Strange and unconventional, in both the positive and negative senses of these terms, Love & Mercy” is an original and unsettling (as it should be) feature, but it is also a flawed effort to capture the life and genius of Beach Boys’ Brian Wilson, the multi-talented musician,
As directed by Bill Pohlad and co-written by Oren Moverman (a good director in his own right) and Michael Alan Lerner, Love & Mercy benefits from its dual casting. Unlike most screen bios, in this one, Wilson is played by two actors at different times in his career: Paul Dano in the mid-1960s and John Cusack in the mid-1980s.
Neither actor looks–or tries to look– like the real-life Wilson, and the fact that they are different performers, using different acting methods, enriches the film and may be one its strongest points. For one thing, we are spared from watching the older Wilson in heavy makeup and fake hair.
Trying to avoid the usual pitfalls of the biopic genre, Pohlad and his writers have made a clever choice to focus on two turning points in Wilson’s life, separated by two decades or so. The creation of his quasi-symphonic masterwork “Pet Sounds” in the mid-1960s, along with his subsequent mental breakdown, and his disastrous, dependent relationship with his manipulative doctor therapist, Eugene Landy (Paul Giamatti) in the 1980s.
The director cuts back and forth, without any preparation or warning, between the two time periods. The cumulative effect of this strategy should prove exciting to some critics (like me) while confusing and disturbing.
What unifies both sub-narratives is the view of Wilson as genius that was emotional displaced (and at times disoriented and alienated) during long stretches of his illustrious career.
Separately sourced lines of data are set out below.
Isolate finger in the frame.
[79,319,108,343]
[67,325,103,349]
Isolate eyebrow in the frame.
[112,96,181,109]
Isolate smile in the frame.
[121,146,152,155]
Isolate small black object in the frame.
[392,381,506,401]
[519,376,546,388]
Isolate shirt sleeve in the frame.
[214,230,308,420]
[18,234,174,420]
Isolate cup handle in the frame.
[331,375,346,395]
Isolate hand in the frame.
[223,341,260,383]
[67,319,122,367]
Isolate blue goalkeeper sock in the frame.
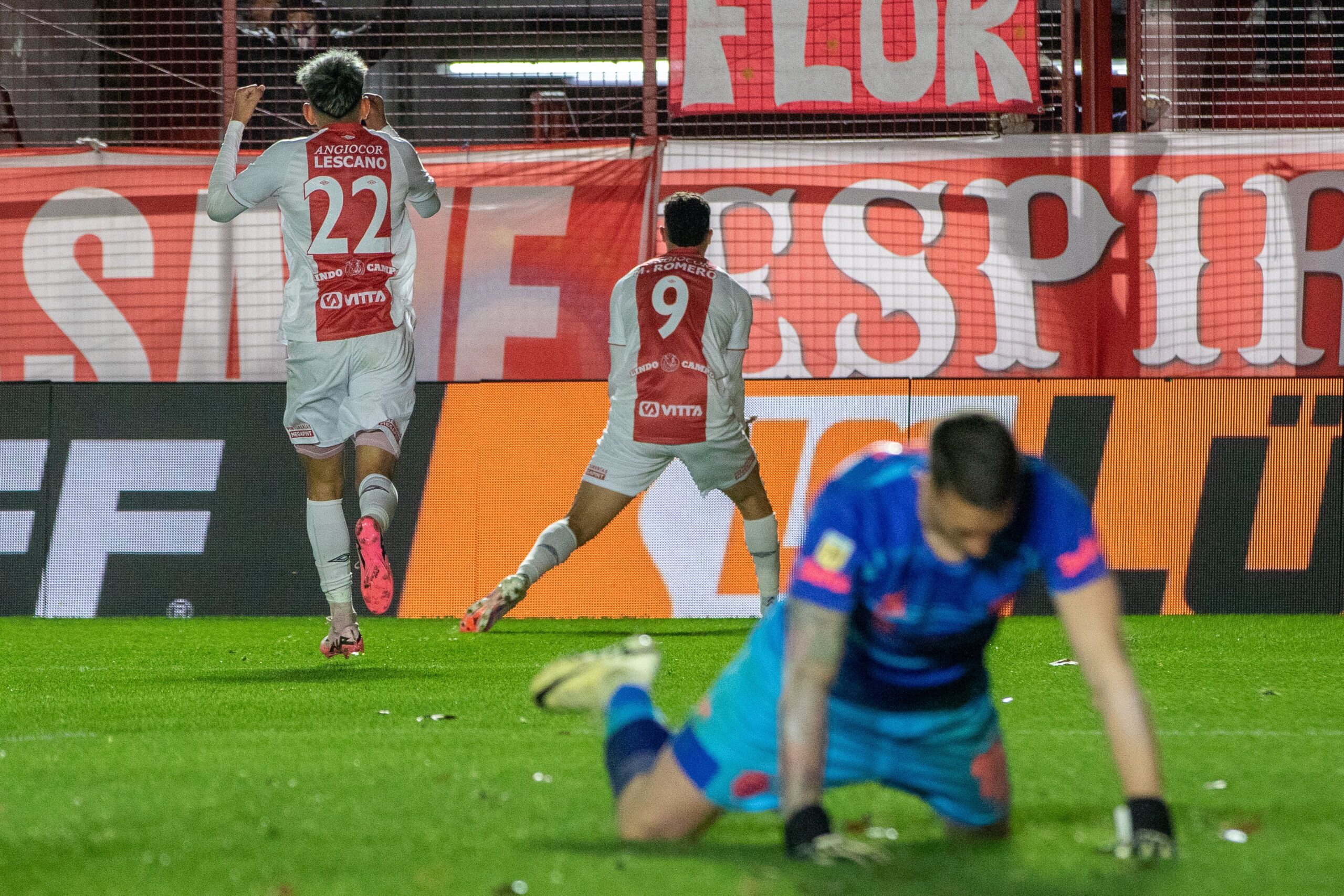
[606,685,668,797]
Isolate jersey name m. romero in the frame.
[607,248,751,445]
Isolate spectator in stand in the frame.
[238,0,411,148]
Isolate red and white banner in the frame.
[0,132,1344,382]
[660,132,1344,377]
[0,142,655,382]
[669,0,1040,115]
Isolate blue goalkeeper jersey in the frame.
[762,444,1106,709]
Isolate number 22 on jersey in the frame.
[304,127,396,341]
As played by Dano, the young Wilson is a mentally troubled boy-adolescent, who’s still able to function and to be creative. The movie may be using an overly blatantly Freudian perspective in depicting his relationship with his monstrous father. Dad disparages his son’s obvious talents at every turn. Later on, without consulting anyone, he sells off the rights to his music for less than $1 million, claiming that, in any case, in a few years, no one will remember who Wilson is or his songs.
Though Pohlad wisely never pinpoints the source of Wilson’s derangement, he singles out as the piece’s real villain Eugene Landy (Paul Giamatti), Wilson’s personal psychologist and legal guardian. Landy keeps such a tight rein on Wilson (now played by Cusack) that he regards his caring girlfriend, Melinda Ledbetter (Elizabeth Banks), as a direct threat. He orders her to report back to him on her dates with Wilson, and for a while she compiles.
Dano’s Wilson is happiest when he is in the studio making music. The scene in which he orchestrates the famed Wrecking Crew musicians at a recording session for the album “Pet Sounds” is exhilarating. Playing by himself, “God Only Knows” on the piano also provide moments of singular pleasure.
The film’s few lighter touches are provided in the first meeting and ensuing courtship of Melinda. When he spots her in a car dealership, he is smitten and rejuvenated by this appealing saleswoman. For her part, Melinda doesn’t even recognize who he is–his fame is not a factor in their relationship. The fact that they are still married (Two decades after meeting) gives an extra layer of poignancy to “God Only Knows,” his beautiful love song.
In his experimental approach to biopicture, Pohlad follows in the footsteps of Todd Haynes’ “I’m Not There,” in which a varied group of actors (not all of them white or male) played various facets of Bob Dylan. The link between the two films is offered by Oren Moverman, who co-wrote with Haynes the 2007 I’m Not There, and is the co-scripter of this picture with Michael Alan Lerner.
A fragmentary narrative, the aptly titled “Love &Mercy” cuts back and forth between the two eras and the two actors who portray Wilson. End result is a movie that is not so much confusing or unsettling, but frustrating since it fails to illuminate the sources of Wilson’s creative genius, the specific influences on his work.
Despite superficial references to the Beatles and other figures of the American and British music scene, Love & Mercy is a film without a context, a text so narrowly defined and tightly focused that we rarely see Wilson outside his immediate milieu, or even outside of his home (he’s mostly in bed, wither as a boy or as an adult).
At least one long act is devoted to the process in which Wilson’s signature song, Vibrations, was created and executed, detailing the tension with his father and the various conflicts with his band member. I kept waiting for a full rendition of a complex music creation that has defined (and changed) a whole subculture and its generation. Yet all we get is snippets of this masterful song, bits and pieces of the iconic tune.
Movies about great artists represent challenges for good and responsible filmmakers. Sharply uneven, this occasional powerful and intimate film is made by Pohlad, a vet producer who makes a so-so debut as a director, one who struggles with issues of pace, presentation and editing.
For a biopic of a songwriter there is not enough music, and the problem is not running time, as the Pohlad, like many other tyro directors, takes his time in dwelling on details of other episodes in a film that runs full two hours!